I ricavi ottenuti da questo tipo di cessione sono ricompresi all’interno dell’articolo 85 del Testo Unico delle Imposte sui Redditi (TUIR) alle lettere c), d) ed e).[8]
La normativa ha lo scopo di garantire una tassazione coerente, trattando i proventi derivanti dalla cessione di questi titoli come ricavi, a condizione che non siano classificati come immobilizzazioni finanziarie. In questo modo, si assicura che i ricavi siano legati alla funzione economica dei titoli ceduti, indipendentemente dalla loro tipologia, purché non destinati a un impiego a lungo termine.[9]
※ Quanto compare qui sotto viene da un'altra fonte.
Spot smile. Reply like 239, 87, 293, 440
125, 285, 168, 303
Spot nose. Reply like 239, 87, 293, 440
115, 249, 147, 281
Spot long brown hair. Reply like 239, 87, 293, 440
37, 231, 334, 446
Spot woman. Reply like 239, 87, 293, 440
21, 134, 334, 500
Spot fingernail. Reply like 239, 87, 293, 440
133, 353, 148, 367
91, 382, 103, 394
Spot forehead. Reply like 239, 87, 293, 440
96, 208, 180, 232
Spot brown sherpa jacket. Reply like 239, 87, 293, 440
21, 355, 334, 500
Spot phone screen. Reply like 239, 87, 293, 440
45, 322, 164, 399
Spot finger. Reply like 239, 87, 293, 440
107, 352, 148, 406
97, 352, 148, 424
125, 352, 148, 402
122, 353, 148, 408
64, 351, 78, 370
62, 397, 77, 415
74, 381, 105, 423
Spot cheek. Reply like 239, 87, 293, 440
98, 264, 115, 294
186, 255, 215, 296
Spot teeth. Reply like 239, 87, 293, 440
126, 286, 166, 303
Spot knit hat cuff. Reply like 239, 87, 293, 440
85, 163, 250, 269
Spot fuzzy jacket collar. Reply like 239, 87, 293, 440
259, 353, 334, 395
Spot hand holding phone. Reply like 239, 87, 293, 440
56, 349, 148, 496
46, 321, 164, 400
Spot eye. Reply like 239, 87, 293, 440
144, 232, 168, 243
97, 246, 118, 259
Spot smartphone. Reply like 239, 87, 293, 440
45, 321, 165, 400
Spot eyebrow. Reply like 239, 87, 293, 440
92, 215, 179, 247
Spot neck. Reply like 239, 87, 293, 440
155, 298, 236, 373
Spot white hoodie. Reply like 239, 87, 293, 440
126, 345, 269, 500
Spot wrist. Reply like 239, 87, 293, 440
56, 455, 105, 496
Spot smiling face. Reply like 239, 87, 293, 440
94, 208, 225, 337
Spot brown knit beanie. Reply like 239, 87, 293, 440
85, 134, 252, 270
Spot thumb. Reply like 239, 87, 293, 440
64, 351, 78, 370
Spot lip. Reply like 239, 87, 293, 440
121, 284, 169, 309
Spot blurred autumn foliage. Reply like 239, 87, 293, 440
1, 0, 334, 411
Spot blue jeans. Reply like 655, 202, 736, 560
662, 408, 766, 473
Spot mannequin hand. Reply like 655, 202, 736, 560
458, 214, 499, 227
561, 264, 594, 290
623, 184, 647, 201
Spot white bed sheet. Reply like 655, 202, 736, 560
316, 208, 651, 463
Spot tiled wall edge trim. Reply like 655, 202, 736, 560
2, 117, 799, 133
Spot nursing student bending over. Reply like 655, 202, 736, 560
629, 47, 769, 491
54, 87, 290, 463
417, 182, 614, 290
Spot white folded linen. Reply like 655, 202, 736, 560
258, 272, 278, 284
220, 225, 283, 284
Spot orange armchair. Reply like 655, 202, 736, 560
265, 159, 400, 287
I ricavi derivanti dalle indennità per perdita o danneggiamento di beni merce e dai beni assegnati ai soci rappresentano componenti positivi di reddito che le imprese contabilizzano a seguito di eventi che coinvolgono i loro beni aziendali. Questi ricavi possono originare sia da compensazioni per danni subiti su beni aziendali, sia dall’assegnazione di beni ai soci dell’impresa. Mentre le indennità per danni o perdite di beni merce derivano da coperture assicurative o risarcimenti legati a responsabilità civile, i beni assegnati ai soci riguardano la distribuzione, anche gratuita, di beni aziendali a soci per finalità talvolta estranee all'attività imprenditoriale. Entrambe le fattispecie sono soggette a specifiche normative fiscali, mirate a garantire la corretta tassazione di tali componenti di reddito.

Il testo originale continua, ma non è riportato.